Venous thromboembolism (VTE), comprising deep venous thrombosis (DVT) and venous pulmonary embolism (PE), is a common and preventable complication in patients undergoing rehabilitation, which can result in significant morbidity and death [1–7]. Prolonged bed rest (> 14 days) is associated with a five-fold increased risk of developing DVT [4]. The American Society of Haematology (ASH) 2018 guidelines for the management of VTE states that the risk of VTE persists for 45–60 days following discharge from acute hospitalisation [8]. The rate of DVT has been reported as high as 33% among people undergoing rehabilitation for a variety of conditions [2]. The current study focused on two common clinical rehabilitation in-patient scenarios: patients recovering from acute ischemic stroke (AIS) or recovering from acute spinal cord injury (SCI). There is a large body of evidence that describes the prevalence of VTE in these areas [1, 3, 9–12]. Depending on the diagnostic methods and time of evaluation, the incidence of DVT without prophylaxis is 20–50% following stroke and 60–80% following SCI [1, 13]. Risk factors for developing DVT in these patients include immobility, older age (> 65 years), female gender, obesity (body mass index (BMI) ≥25kg/m2), active cancer and muscle weakness [1, 3, 9].
The symptoms of DVT and pulmonary embolism (PE) are often non-specific, especially in patients undergoing rehabilitation who may under-report symptoms due to aphasia, cognitive impairment or altered conscious states [2]. VTE often presents as simply fever and leg edema [14]. Due to the difficulty associated with diagnosis, administration of routine prophylactic therapy is recommended by multiple guidelines for patients hospitalized for rehabilitation for a variety of diagnoses [8, 10, 15]. VTE prevention therapy for survivors of ischemic stroke is recommended for the duration of in-patient rehabilitation or until the stroke survivor regains mobility [3]. Based on the severity of the SCI, low molecular weight heparin (LMWH) are recommended for up to 24 weeks after injury [13].
Enoxaparin, a LMWH, is considered the standard prophylactic treatment for patients undergoing rehabilitation for AIS or SCI [3, 8, 10]. Enoxaparin is a convenient option for thromboprophylaxis due to its predictability in regards to dose response, long half-life and lower risk of bleeding for a given antithrombotic effect [16]. Several doses and treatment regimens have been proposed; however, a fixed dose of 40mg once daily is the accepted, prevailing approach and is considered the standard prophylactic dose [12, 17, 18]. In clinical practice, a fixed dose regimen is frequently used, with the exception of patients who are underweight, obese, pregnant, or suffering from renal insufficiency (creatinine clearance (CrCl) < 30 ml/min) [19, 20].

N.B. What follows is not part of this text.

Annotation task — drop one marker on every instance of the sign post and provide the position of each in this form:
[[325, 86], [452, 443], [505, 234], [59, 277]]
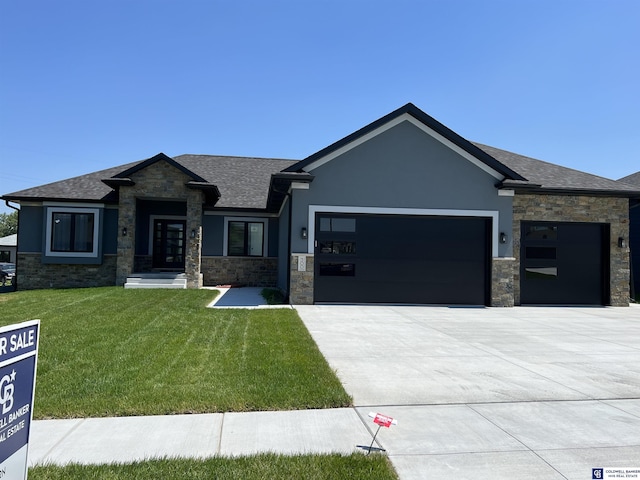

The anti-factor Xa (anti-Xa) assay is a functional assay that helps measure antithrombin (AT)-catalyzed inhibition of factor Xa by Unfractionated Heparin (UFH) and direct inhibition of factor Xa (FXa) by enoxaparin. As a result, the anti-Xa level reflects the in-vivo pharmacological activity of enoxaparin. For prevention of DVT/PE, steady state peak Anti-Xa activity measured three hours post-drug administration following three consecutive days of enoxaparin treatment or more is considered to be 0.2–0.5 IU/ml [21, 22].
Several studies examining anti-Xa activity with the fixed enoxaparin prophylactic dosing have reported shortcomings for several clinical scenarios. For example, critically ill, trauma and burn, plastic surgery, renal and oncology patients often demonstrate low plasma anti-factor Xa (anti-Xa) levels, suggesting inadequate prophylaxis (sub/supra prophylaxis) and which may lead to an increased risk of thrombotic and bleeding events [17–19, 21, 23–28]. To the best of our knowledge, similar investigations have not been reported in the literature for patients in a rehabilitation setting.
The current study was devised to examine the efficiency of fixed dose enoxaparin as a thromboprophylaxis strategy for patients recovering from SAIS or SCI admitted to a rehabilitation hospital. The goal of this study was to evaluate in-vivo enoxaparin activity in these patients, and to evaluate the influence of co-variables (e.g., renal function, weight) on the outcome of this treatment strategy.